The process is not as smooth as we would like it to be yet, but we are glad we made the transition already. And we hope existing and future translators like the Hosted Weblate platform.

Weblate Translation Platform

Weblate is open source software. The hosted instance services not only us as FOSS but other projects as well.

We are very thankful for the free hosting they provide to us. If you are looking for a translation platform for other FOSS or commercial projects (pricing), please consider using them. Direct donations to them are helping them too, and were explicitly mentioned for consideration after approving our project.

Our Translation Project on Hosted Weblate

We support numerous languages, and also have some languages that are not complete enough for productive use yet. If you are fluent in one of them, please consider contributing to our translations.

Weblate translation status by language

If you want to translate a language that we did not add yet, and are willing to commit to it, please create a request in our issue tracker. We can add additional languages.

Have any feedback, positive or negative, praise or concerns? We would love to hear from you!
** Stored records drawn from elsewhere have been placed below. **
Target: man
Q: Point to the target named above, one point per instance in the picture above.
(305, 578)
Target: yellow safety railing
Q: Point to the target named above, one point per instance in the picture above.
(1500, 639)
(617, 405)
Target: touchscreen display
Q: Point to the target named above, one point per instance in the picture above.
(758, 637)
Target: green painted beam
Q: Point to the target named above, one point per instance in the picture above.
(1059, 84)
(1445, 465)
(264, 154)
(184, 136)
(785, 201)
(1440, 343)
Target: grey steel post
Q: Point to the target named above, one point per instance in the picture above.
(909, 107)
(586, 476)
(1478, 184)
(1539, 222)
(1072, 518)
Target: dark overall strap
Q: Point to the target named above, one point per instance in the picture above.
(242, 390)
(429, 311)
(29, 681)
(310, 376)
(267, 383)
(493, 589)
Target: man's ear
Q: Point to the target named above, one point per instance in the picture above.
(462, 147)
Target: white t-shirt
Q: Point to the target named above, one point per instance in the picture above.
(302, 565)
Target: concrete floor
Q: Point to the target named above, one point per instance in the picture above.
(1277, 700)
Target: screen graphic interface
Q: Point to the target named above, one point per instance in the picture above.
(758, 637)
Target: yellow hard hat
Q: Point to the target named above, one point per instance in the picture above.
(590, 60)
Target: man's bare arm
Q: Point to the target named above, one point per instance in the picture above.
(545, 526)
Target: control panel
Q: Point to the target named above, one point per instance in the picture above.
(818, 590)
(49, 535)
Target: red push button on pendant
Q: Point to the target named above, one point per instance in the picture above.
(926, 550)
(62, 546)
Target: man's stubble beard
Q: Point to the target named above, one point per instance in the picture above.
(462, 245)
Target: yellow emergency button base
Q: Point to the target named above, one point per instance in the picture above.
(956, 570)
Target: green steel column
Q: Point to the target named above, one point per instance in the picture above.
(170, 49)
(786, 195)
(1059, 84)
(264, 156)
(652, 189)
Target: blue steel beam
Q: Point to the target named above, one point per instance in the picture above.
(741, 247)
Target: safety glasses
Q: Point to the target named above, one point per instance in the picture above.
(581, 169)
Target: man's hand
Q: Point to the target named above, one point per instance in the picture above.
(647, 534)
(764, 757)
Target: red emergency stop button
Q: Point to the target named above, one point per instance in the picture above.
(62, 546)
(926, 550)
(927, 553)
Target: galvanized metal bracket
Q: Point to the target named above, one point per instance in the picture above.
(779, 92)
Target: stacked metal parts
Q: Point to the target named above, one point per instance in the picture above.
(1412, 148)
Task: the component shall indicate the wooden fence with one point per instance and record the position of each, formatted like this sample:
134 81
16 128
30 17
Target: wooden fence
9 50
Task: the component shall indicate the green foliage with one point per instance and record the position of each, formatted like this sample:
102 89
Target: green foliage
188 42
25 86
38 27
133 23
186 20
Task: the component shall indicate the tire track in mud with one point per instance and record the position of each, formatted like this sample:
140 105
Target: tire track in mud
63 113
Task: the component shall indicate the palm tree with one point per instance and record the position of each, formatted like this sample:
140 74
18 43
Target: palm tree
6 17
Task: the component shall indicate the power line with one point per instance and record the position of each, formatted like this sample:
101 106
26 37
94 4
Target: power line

Road to Mumble version 1.4

We recently landed blockers for 1.4, and are now in the process of preparing a last development snapshot, a feature freeze, and then plan to publish release candidates.

We would love to release 1.4.0 with many, complete, and good translations. If you are a willing translator, please take this opportunity to focus on finalizing translations towards the upcoming release. It would be great if we had finalized translations within about a month or two. Thank you very much.